The original scale of our project was to invite two to three 1st or 2nd feature directors and four to six new Japanese films to the festival, as a celebration of new voices in Japanese cinema in Europe. We has also planned to invite director Hiromasa Yonebayashi (The Secret World of Arietty, When Marnie was There and Mary and the Witch’s Flower), to deliver an animation masterclass, alongside a retrospective of his films at Galway.
©Galway Film Fleadh
Due to COVID-19, the full scale of our original project was no longer possible, but despite our reduced programme (by 60%!), we still showed three new Japanese films, each from different genres: the drama film After the Sunset, the documentary Boy Soldiers: The Secret War in Okanawa and the animation Weathering With You. We achieved this by moving our festival online and streaming the three films to the entire island of Ireland. So even though we couldn’t hold the same number of screenings as originally planned, this allowed us to reach a much wider audience for the films than if they had been screened in a cinema in Galway. We partnered with a global leader in festival streaming – Festival Scope & Shift 72 – to ensure that the film streams where high-quality, secure, and easy to access from anywhere in Ireland. All films were streamed with English subtitles. And even though the filmmakers couldn’t travel due to Cvid-19 restrictions, we pre-recorded introductions from the Japanese directors that played with the films, so audiences were still able to see Japanese films introduced by Japanese filmmakers.

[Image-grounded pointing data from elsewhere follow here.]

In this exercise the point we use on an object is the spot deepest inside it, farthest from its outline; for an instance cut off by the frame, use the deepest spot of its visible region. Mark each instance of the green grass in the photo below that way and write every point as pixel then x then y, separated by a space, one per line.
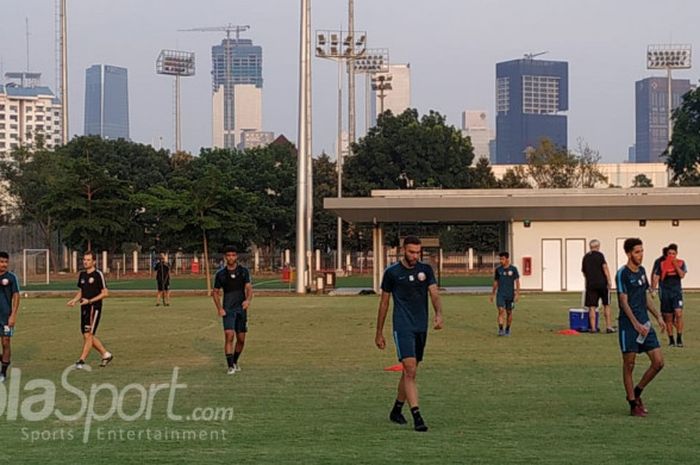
pixel 260 282
pixel 313 390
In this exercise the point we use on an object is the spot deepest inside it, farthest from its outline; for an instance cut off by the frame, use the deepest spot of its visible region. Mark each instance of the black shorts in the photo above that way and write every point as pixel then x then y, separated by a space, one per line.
pixel 596 295
pixel 410 344
pixel 236 320
pixel 90 318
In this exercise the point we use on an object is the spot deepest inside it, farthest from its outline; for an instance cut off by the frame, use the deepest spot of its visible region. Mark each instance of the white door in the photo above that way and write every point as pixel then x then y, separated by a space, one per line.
pixel 551 265
pixel 575 249
pixel 621 259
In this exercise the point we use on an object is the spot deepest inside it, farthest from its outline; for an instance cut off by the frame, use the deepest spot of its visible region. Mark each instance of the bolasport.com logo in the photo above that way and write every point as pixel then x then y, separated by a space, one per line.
pixel 87 411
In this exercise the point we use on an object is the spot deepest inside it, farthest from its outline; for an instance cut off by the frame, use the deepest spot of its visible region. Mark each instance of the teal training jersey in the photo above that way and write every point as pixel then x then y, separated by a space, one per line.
pixel 506 277
pixel 409 288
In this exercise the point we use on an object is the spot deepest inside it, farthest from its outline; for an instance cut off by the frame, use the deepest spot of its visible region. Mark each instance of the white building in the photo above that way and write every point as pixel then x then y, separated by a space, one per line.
pixel 546 231
pixel 27 114
pixel 247 113
pixel 398 99
pixel 475 125
pixel 618 174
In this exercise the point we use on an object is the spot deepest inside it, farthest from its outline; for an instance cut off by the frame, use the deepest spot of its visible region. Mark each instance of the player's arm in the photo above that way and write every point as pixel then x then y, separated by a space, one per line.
pixel 15 309
pixel 381 318
pixel 78 296
pixel 437 305
pixel 652 310
pixel 606 271
pixel 248 295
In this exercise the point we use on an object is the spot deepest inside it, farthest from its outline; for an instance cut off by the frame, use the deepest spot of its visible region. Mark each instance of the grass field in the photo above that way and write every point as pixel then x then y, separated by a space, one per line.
pixel 67 283
pixel 313 389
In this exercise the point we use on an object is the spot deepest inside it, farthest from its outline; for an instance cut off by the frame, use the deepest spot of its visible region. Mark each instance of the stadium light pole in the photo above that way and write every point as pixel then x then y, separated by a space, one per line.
pixel 304 134
pixel 669 57
pixel 341 46
pixel 179 64
pixel 372 62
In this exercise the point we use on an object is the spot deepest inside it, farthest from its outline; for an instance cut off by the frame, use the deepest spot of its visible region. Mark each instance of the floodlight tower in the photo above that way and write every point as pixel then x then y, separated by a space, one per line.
pixel 372 62
pixel 229 133
pixel 179 64
pixel 669 57
pixel 341 46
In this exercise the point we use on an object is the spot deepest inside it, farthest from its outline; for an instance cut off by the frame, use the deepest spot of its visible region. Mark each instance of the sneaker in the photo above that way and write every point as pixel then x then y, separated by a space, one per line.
pixel 638 411
pixel 419 425
pixel 397 417
pixel 105 361
pixel 640 404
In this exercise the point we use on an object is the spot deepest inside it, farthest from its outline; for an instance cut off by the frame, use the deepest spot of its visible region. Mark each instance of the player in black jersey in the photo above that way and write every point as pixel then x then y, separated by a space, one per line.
pixel 92 291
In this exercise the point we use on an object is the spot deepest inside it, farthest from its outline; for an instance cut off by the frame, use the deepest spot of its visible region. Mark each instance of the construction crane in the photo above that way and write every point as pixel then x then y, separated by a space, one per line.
pixel 229 29
pixel 531 56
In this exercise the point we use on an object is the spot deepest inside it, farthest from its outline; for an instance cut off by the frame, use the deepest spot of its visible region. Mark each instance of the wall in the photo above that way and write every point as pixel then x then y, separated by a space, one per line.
pixel 656 234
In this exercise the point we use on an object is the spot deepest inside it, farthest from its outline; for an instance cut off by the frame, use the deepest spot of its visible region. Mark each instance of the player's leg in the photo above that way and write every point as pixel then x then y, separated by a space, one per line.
pixel 501 319
pixel 628 359
pixel 678 318
pixel 6 354
pixel 229 335
pixel 668 320
pixel 509 316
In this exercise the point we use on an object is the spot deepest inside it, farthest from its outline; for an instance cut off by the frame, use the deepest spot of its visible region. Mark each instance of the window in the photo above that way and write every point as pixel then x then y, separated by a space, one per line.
pixel 502 95
pixel 540 95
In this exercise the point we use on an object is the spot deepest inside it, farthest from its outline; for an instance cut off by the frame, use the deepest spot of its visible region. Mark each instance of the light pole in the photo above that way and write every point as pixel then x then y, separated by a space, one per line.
pixel 341 46
pixel 381 83
pixel 176 63
pixel 373 61
pixel 304 135
pixel 669 57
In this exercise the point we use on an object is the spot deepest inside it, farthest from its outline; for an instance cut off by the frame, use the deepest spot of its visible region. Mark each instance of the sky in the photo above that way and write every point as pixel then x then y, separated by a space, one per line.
pixel 451 45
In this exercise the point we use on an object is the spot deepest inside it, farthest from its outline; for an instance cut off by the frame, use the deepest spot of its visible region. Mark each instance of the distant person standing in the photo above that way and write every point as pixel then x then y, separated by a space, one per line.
pixel 598 285
pixel 162 269
pixel 506 290
pixel 670 273
pixel 9 306
pixel 636 333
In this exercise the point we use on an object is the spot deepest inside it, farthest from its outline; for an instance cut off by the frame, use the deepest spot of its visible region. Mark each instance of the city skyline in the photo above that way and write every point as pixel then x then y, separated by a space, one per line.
pixel 452 47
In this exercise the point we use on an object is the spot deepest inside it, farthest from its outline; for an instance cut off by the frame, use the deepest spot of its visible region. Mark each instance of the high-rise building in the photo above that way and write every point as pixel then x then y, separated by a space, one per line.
pixel 398 98
pixel 245 61
pixel 530 97
pixel 107 102
pixel 475 125
pixel 28 115
pixel 651 109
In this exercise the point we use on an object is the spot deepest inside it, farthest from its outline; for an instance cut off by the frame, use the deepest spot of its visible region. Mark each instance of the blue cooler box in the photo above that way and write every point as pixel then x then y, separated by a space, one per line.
pixel 578 319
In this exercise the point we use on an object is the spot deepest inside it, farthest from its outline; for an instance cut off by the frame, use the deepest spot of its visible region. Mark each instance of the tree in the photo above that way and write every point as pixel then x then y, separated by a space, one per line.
pixel 683 153
pixel 31 179
pixel 641 180
pixel 483 177
pixel 549 166
pixel 407 151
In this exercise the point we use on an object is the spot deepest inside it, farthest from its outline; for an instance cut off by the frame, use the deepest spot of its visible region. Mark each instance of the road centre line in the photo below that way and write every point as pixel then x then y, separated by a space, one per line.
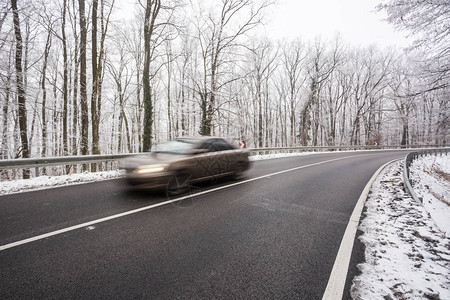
pixel 90 223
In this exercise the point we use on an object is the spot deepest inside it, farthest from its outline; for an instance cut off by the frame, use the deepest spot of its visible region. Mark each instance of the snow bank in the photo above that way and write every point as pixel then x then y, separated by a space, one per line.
pixel 42 182
pixel 407 256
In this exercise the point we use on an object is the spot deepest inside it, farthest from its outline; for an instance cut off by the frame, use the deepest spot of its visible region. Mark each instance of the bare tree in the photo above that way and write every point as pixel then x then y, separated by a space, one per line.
pixel 218 35
pixel 428 21
pixel 21 94
pixel 83 80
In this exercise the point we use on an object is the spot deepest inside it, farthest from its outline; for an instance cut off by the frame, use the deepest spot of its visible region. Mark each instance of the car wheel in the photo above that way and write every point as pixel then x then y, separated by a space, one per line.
pixel 178 184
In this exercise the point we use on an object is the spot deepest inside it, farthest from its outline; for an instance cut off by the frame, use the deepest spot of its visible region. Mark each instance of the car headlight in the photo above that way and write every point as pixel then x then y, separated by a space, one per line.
pixel 149 169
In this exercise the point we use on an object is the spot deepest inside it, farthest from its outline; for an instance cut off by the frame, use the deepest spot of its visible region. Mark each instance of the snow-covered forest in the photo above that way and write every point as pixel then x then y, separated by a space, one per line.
pixel 84 77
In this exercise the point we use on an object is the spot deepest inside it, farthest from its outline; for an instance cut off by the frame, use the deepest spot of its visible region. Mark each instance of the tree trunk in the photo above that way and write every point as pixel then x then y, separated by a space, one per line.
pixel 83 91
pixel 151 12
pixel 20 88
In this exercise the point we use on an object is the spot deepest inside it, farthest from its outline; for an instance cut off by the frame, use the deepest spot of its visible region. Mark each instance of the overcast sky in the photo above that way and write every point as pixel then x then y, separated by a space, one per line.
pixel 356 20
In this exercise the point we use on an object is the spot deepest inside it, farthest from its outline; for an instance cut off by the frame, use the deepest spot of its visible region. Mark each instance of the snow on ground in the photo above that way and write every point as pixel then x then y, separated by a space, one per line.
pixel 44 182
pixel 431 182
pixel 406 248
pixel 407 255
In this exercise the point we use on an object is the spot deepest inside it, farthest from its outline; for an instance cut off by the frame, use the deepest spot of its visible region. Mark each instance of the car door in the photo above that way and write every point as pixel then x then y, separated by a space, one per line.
pixel 220 159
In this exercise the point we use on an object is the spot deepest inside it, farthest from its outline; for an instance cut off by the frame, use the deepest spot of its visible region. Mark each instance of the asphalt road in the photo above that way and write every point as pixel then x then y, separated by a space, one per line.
pixel 275 237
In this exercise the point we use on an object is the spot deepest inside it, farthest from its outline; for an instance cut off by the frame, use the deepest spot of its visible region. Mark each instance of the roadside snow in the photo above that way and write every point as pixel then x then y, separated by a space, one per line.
pixel 407 255
pixel 431 182
pixel 44 182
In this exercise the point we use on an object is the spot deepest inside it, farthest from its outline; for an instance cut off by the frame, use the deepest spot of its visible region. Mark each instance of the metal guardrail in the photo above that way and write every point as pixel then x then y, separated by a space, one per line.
pixel 410 157
pixel 36 163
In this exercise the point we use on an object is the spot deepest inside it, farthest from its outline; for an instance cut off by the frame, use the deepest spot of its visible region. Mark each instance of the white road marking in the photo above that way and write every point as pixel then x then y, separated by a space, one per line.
pixel 336 282
pixel 91 223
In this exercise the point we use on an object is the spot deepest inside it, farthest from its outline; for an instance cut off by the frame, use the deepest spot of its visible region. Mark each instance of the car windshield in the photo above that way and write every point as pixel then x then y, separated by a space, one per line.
pixel 180 146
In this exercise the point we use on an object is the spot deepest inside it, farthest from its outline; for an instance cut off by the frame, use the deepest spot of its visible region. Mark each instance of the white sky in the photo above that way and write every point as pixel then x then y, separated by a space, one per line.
pixel 356 21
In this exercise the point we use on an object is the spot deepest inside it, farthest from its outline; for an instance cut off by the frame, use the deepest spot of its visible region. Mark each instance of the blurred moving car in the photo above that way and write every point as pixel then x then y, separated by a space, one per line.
pixel 176 164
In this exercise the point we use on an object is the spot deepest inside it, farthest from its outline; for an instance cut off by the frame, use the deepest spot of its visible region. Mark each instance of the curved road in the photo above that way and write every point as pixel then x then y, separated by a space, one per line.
pixel 274 235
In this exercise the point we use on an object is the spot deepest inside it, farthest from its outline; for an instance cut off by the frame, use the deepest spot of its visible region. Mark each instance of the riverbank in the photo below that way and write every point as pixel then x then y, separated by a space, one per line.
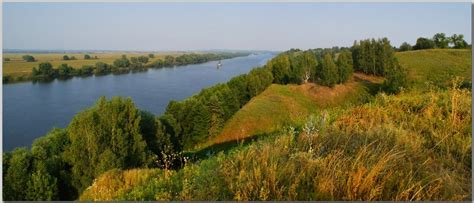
pixel 49 68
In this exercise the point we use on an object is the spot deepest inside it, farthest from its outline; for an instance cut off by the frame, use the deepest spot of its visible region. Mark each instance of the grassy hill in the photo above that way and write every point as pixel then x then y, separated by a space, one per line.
pixel 18 67
pixel 283 105
pixel 437 66
pixel 412 146
pixel 406 147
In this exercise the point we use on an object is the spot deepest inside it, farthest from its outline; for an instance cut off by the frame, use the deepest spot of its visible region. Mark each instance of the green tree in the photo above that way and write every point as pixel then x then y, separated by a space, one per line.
pixel 47 152
pixel 44 70
pixel 102 68
pixel 28 58
pixel 405 47
pixel 169 60
pixel 122 62
pixel 258 80
pixel 65 71
pixel 424 43
pixel 329 76
pixel 344 66
pixel 143 59
pixel 440 40
pixel 18 175
pixel 238 85
pixel 280 67
pixel 86 70
pixel 42 186
pixel 395 78
pixel 103 137
pixel 458 41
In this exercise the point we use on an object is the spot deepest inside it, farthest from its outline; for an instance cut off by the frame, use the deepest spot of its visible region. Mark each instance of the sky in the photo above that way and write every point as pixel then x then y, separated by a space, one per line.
pixel 237 26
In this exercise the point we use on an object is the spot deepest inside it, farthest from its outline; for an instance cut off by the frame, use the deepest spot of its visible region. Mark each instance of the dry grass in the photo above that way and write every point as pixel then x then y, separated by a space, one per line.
pixel 406 147
pixel 17 67
pixel 281 105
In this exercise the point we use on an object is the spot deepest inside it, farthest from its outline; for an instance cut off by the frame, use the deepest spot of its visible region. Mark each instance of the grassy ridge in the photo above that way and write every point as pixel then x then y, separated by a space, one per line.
pixel 412 146
pixel 282 105
pixel 406 147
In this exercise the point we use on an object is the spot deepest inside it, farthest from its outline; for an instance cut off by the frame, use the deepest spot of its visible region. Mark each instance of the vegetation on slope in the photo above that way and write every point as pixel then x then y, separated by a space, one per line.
pixel 281 105
pixel 402 147
pixel 45 71
pixel 436 66
pixel 118 131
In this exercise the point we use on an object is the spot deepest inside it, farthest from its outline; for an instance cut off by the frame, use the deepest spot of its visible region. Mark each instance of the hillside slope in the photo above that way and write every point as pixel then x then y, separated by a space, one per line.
pixel 282 105
pixel 405 147
pixel 437 66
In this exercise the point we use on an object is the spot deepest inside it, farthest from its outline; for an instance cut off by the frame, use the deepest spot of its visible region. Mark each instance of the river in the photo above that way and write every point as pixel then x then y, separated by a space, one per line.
pixel 30 109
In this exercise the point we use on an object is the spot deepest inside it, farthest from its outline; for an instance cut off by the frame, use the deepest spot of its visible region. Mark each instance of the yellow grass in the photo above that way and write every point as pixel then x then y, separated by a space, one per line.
pixel 281 105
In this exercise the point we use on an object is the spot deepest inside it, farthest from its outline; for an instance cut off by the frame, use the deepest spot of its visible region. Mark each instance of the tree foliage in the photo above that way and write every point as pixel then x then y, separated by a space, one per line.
pixel 103 137
pixel 28 58
pixel 344 66
pixel 405 47
pixel 440 40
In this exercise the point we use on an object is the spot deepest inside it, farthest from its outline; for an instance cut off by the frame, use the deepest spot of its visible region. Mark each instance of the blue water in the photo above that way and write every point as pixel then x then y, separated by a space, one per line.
pixel 30 109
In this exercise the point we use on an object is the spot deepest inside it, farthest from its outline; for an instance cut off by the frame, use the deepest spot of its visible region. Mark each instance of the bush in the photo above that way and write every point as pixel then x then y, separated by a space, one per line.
pixel 329 75
pixel 28 58
pixel 424 43
pixel 111 131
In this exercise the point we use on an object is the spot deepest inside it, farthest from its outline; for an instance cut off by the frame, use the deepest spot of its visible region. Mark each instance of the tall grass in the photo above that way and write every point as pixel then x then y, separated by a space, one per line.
pixel 403 147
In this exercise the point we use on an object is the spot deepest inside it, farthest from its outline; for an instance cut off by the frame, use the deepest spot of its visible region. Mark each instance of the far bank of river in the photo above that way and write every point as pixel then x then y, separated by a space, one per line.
pixel 30 110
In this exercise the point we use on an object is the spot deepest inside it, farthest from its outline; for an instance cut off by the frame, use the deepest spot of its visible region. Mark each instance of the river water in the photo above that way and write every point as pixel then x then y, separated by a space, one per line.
pixel 30 109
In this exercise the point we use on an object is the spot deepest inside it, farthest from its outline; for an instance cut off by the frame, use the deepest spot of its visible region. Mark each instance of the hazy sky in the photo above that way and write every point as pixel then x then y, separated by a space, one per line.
pixel 191 26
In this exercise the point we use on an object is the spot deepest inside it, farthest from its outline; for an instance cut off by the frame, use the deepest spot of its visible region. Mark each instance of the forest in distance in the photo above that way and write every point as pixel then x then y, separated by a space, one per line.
pixel 114 145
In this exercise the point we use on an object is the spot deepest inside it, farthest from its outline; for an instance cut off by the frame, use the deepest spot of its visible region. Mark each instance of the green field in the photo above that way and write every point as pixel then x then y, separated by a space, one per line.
pixel 437 66
pixel 18 67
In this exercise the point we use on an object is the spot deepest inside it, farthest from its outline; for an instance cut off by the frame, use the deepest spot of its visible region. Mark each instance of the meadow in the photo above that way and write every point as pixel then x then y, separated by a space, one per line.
pixel 404 147
pixel 18 67
pixel 330 144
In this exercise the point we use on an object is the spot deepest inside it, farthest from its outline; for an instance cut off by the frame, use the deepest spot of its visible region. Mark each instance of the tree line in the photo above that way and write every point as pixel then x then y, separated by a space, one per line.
pixel 45 71
pixel 439 40
pixel 115 134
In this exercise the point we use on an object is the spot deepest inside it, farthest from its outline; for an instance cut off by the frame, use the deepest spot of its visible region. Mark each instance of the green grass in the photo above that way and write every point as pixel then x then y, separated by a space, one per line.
pixel 327 145
pixel 406 147
pixel 18 67
pixel 437 66
pixel 283 105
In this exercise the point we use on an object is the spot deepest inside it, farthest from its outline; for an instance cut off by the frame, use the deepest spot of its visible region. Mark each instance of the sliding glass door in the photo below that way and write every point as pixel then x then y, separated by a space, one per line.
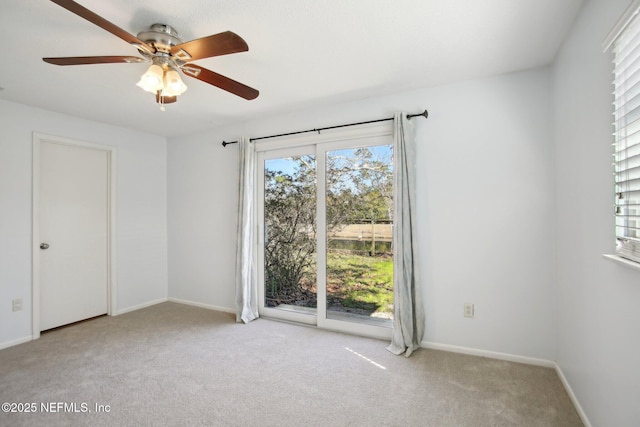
pixel 326 217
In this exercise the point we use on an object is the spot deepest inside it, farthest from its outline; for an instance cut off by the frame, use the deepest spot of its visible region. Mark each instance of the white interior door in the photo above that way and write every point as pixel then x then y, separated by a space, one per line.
pixel 73 229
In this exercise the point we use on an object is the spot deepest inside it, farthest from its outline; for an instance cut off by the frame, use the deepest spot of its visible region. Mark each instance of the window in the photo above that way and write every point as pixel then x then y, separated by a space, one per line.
pixel 626 50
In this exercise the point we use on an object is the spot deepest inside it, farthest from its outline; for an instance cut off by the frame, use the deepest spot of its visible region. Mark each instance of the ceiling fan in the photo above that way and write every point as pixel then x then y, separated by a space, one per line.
pixel 161 46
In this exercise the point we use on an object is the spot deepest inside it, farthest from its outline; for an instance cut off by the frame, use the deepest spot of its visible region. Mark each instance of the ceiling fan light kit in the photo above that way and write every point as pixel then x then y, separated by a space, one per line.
pixel 168 54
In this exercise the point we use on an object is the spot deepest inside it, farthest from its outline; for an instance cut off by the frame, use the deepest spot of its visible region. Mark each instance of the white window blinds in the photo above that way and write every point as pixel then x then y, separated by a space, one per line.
pixel 627 140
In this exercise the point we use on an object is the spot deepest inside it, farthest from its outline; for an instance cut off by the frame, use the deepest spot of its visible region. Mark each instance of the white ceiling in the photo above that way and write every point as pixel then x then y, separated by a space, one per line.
pixel 302 53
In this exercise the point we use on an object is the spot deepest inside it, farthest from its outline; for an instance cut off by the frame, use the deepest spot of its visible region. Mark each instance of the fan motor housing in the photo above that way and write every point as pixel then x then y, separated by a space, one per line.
pixel 161 36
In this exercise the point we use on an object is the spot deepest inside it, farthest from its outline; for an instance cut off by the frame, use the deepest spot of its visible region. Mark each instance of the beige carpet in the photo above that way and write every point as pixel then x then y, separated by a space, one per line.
pixel 176 365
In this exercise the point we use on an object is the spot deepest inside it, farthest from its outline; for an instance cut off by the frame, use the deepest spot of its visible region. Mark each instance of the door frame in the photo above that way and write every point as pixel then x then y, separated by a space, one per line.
pixel 316 144
pixel 38 139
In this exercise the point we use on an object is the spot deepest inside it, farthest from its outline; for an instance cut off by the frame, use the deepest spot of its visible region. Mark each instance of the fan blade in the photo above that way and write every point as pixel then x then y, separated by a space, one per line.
pixel 206 47
pixel 84 60
pixel 218 80
pixel 90 16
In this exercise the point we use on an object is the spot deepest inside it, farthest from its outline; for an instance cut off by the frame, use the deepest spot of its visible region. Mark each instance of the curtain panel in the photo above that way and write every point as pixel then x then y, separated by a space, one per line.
pixel 408 323
pixel 246 257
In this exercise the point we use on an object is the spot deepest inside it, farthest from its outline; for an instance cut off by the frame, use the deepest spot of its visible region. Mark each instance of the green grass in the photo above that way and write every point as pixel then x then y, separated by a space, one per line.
pixel 360 282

The 2020 Galway Film Fleadh reached an online audience of over 5million people, with a combined 247 individual streams for the three Japanese films, and many more impressions on social media. Overall, it was massively important for us, and for the city of Galway, that at least one major event from the Galway 2020 European Capital of Culture was able to go ahead, albeit in a new format, and we believe it was a huge success, with so much great engagement online with these important, cultural films and our audiences.
©Galway Film Fleadh
William Fitzgerald is the Director of Programming of Galway Film Fleadh, Ireland’s leading film festival. He has previously worked with the Foyle Film Festival in Derry, the Tribeca Film Festival in New York and the Irish Screen America festival in New York.